A note to all therapists, please don’t do this to trauma survivors ever

Open letter to all trauma therapists from Returning to Her, healing from harm. Never do these things.

Never have an agenda

No matter how wonderful your intention is, never enforce it, even subtly. Also, never let your client in a trauma spiral make decisions that will harm them irreparably. This is a tough battle to dance but if you can’t do it, don’t be a therapist.


You are dealing with the most harmed people on the planet so if you can’t navigate this terrain, don’t go there. Clients are trusting you, often as their last resort, to guide them.

Don’t lead with your intentions, ever

Asking a trauma survivor to do something they don’t want to do will add to their trauma, even if it is good for them.

Now you’ve put them in between two hard places instead of one and doubled their suffering. Their trauma instinct will go into massive trauma mode trying to:

  • avoid what they don’t want
  • fawn to please you while
  • fighting their original trigger
  • fleeing between two obstacles while
  • shutting down because there is nowhere else to go
  • blaming themselves deeply for not finding a resolution because they aren’t doing the “right” thing

The answer is finding resources they do want to have and doing that until they are strong enough to get out of their obstacle and see other pathways. They may decide to do what you intended in the first place or find a better solution for them.

Trauma survivors need help around the obstacle without you tethering your ideas to them. Now you’ve just added more resistance.

Proper resourcing

Trauma survivors need resources that will not turn on them and they are petrified that they will because what they relied on in the past has turned on them and left them where they are right now. They will be super sensitive to anything that could possibly do them more harm. Respect that. Their world is mere inches wide and tall. Adding ideas they struggle with takes off more space in their already tiny world.

What are proper resources?

  • medications, herbs, supplements they are comfortable taking and nothing they are not
  • places, people, and pets they trust and no one/nothing they dont
  • support groups with people who get it and no one that doesn’t
  • educational info they can feel stronger with and nothing that makes them feel more like they are the problem
  • therapy that is holding their pain with them instead of fixing it until they are ready to fix it

Look at their environment always

No one can heal in an unsafe environment.

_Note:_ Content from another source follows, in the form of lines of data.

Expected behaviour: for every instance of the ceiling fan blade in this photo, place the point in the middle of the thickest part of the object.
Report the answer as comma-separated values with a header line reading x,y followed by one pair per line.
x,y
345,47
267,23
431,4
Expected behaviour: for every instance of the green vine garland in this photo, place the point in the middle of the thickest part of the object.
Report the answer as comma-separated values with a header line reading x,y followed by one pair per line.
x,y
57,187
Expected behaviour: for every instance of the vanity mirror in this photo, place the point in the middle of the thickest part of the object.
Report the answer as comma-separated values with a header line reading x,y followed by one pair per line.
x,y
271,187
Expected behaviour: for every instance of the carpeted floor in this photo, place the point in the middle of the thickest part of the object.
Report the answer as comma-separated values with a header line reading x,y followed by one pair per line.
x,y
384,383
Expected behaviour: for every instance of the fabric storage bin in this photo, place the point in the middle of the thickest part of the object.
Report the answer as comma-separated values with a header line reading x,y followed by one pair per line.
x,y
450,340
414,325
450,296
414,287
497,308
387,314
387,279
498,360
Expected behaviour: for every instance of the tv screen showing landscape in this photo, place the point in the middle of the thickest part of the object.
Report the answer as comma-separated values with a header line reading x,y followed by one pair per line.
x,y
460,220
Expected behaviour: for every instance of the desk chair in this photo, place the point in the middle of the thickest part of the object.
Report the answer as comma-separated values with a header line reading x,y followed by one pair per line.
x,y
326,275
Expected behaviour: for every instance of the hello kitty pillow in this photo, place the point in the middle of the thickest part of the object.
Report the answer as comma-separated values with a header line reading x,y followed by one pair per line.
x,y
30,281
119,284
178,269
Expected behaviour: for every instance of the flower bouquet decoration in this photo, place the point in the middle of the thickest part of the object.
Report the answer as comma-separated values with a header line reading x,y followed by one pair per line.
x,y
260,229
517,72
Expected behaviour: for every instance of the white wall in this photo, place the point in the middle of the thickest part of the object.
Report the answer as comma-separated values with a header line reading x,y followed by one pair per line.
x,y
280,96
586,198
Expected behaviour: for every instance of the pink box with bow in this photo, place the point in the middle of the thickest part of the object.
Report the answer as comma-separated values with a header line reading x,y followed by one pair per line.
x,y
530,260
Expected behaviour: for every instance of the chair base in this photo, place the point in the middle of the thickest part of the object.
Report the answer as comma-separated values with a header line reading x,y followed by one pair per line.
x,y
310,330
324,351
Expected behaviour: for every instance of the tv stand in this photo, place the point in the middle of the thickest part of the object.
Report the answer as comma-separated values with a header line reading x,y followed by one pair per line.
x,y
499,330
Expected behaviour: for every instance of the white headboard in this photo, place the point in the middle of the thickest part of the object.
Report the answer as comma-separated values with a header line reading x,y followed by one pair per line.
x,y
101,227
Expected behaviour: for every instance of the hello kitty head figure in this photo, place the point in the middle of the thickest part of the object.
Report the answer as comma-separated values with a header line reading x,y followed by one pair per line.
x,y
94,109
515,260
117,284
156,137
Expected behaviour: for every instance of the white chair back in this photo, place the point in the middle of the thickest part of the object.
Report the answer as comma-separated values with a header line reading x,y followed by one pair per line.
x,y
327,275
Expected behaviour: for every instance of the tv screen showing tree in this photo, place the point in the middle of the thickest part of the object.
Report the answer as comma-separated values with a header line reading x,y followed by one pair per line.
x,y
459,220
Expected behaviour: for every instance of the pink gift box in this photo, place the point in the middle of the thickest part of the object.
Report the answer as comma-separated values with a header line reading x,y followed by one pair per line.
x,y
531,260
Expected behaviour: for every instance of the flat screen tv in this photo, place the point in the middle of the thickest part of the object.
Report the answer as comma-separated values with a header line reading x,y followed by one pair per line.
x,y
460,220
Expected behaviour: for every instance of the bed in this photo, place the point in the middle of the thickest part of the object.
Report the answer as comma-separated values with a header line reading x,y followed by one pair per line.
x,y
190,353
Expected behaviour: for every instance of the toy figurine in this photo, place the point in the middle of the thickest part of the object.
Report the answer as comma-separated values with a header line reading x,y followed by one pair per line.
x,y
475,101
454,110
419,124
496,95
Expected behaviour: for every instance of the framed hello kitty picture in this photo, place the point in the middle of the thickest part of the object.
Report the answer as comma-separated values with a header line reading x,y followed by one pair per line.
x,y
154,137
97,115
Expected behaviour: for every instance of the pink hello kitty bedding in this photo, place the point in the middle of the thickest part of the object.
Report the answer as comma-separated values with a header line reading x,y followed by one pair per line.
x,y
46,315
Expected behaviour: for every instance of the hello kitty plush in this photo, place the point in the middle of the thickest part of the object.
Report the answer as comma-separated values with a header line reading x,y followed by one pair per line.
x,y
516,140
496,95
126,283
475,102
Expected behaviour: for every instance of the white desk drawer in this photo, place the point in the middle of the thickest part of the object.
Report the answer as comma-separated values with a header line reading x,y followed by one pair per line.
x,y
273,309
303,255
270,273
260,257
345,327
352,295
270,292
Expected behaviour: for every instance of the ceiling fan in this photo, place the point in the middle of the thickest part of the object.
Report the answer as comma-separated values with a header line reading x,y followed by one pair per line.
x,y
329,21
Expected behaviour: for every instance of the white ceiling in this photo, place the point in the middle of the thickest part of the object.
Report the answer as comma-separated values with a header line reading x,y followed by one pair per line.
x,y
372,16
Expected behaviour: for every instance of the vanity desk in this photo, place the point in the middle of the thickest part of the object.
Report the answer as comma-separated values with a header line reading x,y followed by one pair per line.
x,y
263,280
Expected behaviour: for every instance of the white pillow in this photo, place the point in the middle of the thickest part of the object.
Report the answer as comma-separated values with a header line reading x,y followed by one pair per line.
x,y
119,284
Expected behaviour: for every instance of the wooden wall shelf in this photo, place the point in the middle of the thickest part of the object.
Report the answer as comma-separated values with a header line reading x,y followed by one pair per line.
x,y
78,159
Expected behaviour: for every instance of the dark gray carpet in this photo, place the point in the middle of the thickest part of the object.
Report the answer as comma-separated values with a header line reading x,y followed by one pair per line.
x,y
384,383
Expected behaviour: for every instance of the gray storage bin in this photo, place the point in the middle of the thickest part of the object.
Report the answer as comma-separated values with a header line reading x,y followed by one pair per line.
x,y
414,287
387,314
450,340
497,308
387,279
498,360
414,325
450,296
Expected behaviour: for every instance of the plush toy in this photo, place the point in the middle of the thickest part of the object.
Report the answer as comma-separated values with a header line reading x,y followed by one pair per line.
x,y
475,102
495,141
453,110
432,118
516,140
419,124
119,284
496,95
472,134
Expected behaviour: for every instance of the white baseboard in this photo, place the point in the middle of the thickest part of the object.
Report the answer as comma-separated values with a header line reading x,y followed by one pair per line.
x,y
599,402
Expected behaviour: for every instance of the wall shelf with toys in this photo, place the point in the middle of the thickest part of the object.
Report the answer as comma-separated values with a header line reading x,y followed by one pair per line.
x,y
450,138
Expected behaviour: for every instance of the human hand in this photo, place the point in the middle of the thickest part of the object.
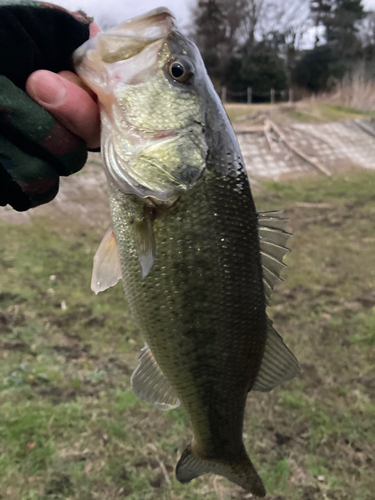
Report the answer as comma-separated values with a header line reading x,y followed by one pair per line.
x,y
36,148
69,100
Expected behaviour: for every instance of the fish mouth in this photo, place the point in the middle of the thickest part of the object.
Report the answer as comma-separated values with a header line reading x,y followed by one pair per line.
x,y
128,39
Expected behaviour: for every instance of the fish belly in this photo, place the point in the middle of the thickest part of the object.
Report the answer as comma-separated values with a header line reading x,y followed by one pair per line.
x,y
201,308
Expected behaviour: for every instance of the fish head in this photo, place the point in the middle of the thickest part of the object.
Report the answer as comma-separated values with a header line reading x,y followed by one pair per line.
x,y
153,89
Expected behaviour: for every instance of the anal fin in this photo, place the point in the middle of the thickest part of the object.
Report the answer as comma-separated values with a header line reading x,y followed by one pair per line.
x,y
272,240
151,385
278,364
242,472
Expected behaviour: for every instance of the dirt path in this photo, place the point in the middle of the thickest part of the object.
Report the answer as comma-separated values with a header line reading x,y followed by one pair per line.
x,y
340,145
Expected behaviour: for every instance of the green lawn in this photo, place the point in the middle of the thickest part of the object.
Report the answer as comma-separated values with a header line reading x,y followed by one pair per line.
x,y
70,427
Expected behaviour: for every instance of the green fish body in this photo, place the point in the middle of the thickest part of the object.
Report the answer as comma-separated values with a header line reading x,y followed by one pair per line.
x,y
198,262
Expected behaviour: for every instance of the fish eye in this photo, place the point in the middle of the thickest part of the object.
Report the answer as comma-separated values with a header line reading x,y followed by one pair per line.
x,y
180,71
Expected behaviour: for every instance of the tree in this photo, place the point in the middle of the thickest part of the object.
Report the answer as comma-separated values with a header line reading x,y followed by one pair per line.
x,y
340,19
318,69
210,35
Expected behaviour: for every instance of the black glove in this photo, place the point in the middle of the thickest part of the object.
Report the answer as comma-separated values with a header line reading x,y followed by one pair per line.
x,y
32,152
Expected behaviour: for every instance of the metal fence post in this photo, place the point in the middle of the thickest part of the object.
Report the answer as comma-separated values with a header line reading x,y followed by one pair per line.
x,y
249,95
223,94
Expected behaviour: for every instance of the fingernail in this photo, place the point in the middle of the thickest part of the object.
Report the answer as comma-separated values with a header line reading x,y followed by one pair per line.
x,y
48,88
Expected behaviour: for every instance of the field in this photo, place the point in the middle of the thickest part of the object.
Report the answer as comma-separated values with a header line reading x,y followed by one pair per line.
x,y
71,428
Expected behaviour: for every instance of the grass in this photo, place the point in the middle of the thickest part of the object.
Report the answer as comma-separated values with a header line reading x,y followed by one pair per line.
x,y
307,111
70,427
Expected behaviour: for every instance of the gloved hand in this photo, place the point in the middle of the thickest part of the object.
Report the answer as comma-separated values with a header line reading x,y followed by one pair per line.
x,y
35,148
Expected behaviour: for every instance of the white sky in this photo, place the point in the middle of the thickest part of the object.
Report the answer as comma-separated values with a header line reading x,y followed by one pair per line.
x,y
112,12
117,11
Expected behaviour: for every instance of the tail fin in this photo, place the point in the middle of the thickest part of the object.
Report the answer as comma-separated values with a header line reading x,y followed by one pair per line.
x,y
242,472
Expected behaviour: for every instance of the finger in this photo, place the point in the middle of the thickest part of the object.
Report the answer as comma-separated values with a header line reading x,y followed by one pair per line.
x,y
72,106
72,77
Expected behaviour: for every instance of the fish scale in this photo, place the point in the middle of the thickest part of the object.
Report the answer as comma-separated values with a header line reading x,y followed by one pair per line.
x,y
212,299
198,263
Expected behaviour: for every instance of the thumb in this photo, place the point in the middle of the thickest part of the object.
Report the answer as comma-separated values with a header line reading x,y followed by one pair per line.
x,y
70,104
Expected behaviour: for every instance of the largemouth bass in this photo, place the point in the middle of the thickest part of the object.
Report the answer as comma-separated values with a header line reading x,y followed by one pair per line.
x,y
198,263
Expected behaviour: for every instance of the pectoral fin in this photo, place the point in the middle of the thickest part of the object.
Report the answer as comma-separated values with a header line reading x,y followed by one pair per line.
x,y
144,240
107,270
278,365
151,385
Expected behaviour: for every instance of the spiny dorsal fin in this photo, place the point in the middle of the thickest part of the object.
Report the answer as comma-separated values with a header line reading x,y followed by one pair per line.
x,y
278,364
151,385
272,238
107,270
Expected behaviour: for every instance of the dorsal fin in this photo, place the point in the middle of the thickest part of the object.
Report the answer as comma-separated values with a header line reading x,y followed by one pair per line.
x,y
272,239
151,385
107,270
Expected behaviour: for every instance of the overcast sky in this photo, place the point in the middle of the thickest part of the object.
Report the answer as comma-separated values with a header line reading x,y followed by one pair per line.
x,y
115,11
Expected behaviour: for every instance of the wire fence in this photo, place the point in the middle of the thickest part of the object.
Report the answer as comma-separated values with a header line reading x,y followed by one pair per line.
x,y
250,96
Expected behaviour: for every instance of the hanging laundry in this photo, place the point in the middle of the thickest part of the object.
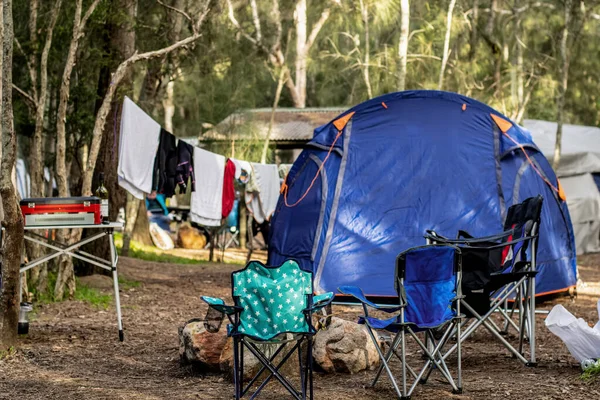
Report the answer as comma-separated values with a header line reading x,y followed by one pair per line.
x,y
137,149
228,188
165,165
207,200
262,192
185,166
243,169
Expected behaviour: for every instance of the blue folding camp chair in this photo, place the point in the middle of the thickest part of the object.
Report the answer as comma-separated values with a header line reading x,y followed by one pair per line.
x,y
428,285
499,268
272,305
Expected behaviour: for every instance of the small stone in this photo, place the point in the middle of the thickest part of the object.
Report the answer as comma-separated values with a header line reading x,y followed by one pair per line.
x,y
345,346
199,347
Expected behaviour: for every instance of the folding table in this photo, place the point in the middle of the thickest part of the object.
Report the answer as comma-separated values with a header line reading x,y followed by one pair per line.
x,y
73,251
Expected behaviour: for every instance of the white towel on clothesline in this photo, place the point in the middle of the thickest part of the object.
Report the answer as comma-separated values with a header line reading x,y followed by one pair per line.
x,y
207,200
137,150
262,203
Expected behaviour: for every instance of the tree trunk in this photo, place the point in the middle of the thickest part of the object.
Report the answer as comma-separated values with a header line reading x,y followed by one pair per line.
x,y
13,222
364,11
300,20
474,27
66,276
562,88
446,43
280,80
403,44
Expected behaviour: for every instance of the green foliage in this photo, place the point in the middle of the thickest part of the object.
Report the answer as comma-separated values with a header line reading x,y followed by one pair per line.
x,y
83,293
591,374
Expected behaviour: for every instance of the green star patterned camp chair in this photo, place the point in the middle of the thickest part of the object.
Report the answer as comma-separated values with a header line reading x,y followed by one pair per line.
x,y
272,305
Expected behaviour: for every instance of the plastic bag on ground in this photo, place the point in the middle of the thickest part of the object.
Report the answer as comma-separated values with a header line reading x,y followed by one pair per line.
x,y
582,341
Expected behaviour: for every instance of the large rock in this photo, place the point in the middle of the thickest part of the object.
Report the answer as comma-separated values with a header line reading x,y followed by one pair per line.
x,y
344,346
199,347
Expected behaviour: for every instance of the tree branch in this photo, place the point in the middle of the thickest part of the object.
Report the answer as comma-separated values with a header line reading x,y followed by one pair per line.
x,y
256,20
317,28
30,68
88,14
117,77
177,10
276,14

If someone is, your priority is to find proper places and people for them, not therapy.

If you do not even ask what their environment is like, you are going into “helping” them with a fixed mindset of them being the problem no matter what the issue is. This is the opposite of how to help because they are not ever the problem when they are being harmed.

If you do not ask about their environment, you are not capable of helping them.